GRISAILLE is a painting executed entirely in monochrome, in a series of greys. Strictly speaking, a monochrome painting is one executed in any one color, red, blue, or black: a grisaille, as its name implies, is in neutral greys only. A grisaille may be executed for its own sake as a decoration, or as a model for an engraver to work from, or it may be the first stage in building up an oil painting. [from the Penguin Dictionary of Art & Artists]

Are titles unnecessary appendages? When I say titles I also mean definitions, labels, explanations, even something someone once said. For instance, Marcel Duchamp once said that for a work of art a title should be like another color. Maybe so. It certainly seems when there is no title the viewer will supply one, unconsciously perhaps. A title can adhere tenaciously and will not be forcibly removed (The Night Watch?). Untitled (sans titre) is a title. So, do we give in to a habit? Marguerite Duras said, "it is speech that creates a text"; I contend that it is vision that creates an image. A title can be one of the many things from outside that informs vision. All too frequently, however, they block vision instead. Arguably, labels do away with vision. So, I give in not from habit, but I look for the right title, one that will require work (for me and the viewer). Grisaille is a piece, which aggressively resists definition or labeling in order to force engagement with the viewer/reader (one can choose to ignore it, of course–nothing can be done about that).

Each 'plate' is enamel over gouache on museum board. The boards are 10.5" X 14.25". Each image is 4" X 6.5". The gouache is flat, the enamel is gloss–both are applied with some surface incident in evidence [traces of the brush] albeit minimal. The grays are close in value, but different in hue. Depending on the viewer's angle and the light, the surfaces appear closer or further apart.

[light, surface, material, and temperature]

Gray is like noon -- it doesn't exist -- it's like Xeno's paradox.

Everything about Grisaille seems to follow orthodoxy–a boxed set of five works with a title, a colophon page, definitions and titles. One difference is that the titles are in five different languages.

1. der Morgen es graut
2. la grisette
3. su eminencia gris
4. a grey area
5. le Ceneri

Chances are that the viewer/reader will make their first contact in their own language. Further still, the titles are not immediately clear even in their respective languages, since they are figures of speech. They're not descriptive of the work as much as situations that reside in the space between the reader and the text, between the label and the object viewed, between the viewer and their own experience of gray.
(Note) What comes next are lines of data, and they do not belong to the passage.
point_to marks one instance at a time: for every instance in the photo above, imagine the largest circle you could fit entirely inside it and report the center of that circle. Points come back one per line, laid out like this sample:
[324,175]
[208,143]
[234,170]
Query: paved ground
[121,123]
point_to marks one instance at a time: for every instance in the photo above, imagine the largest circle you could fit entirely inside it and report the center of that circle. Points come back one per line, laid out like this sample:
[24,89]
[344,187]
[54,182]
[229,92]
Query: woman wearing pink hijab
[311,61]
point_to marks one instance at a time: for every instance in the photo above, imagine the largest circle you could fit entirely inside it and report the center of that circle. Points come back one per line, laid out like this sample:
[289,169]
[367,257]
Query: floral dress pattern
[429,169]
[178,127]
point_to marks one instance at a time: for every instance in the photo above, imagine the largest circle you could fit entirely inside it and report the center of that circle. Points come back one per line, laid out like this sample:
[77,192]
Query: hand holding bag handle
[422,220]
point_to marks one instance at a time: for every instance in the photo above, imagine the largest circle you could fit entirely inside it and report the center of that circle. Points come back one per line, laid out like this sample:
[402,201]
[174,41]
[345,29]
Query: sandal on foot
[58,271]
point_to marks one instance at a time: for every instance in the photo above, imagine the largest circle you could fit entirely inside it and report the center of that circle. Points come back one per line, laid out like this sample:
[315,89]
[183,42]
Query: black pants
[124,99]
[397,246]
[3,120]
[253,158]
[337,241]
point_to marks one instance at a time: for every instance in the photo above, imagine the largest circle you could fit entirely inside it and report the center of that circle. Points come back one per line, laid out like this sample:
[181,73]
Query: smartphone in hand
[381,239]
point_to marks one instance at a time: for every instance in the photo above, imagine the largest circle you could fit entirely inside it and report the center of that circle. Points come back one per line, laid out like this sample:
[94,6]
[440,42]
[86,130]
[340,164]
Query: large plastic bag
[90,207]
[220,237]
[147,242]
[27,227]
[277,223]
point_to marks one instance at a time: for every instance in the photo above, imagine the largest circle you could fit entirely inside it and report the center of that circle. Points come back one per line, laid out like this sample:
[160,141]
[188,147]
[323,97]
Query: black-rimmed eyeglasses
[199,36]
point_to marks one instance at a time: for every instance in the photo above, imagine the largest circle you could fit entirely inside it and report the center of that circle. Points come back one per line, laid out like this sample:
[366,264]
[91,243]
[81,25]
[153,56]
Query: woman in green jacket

It is the space between image and meaning.

Also, each successive title adds to and alters the others in a chain that begins to resemble a narrative–at least, it appears to have a beginning a middle and an end. The order of the images follows suit, each informing the others.

Like it or not, the definition of Grisaille itself adds an historical dimension to the narrative, a 'before' (what colors do the grays stand for?) and an 'after' (are these studies? If so, for what?). And yet this is a distraction, if not a downright impediment. What is most unfortunate about labels and definitions is that they entirely close the necessary gap between things–and real meaning comes to an end. What is most important here is that gray does not mean any one thing. Nothing does. As Ludwig Wittgenstein noted about 'language games' – " . . . assimilating the descriptions of uses of words in this way cannot make the uses themselves any more like one another. For, as we can see, they are absolutely unlike." [P.I. 10.]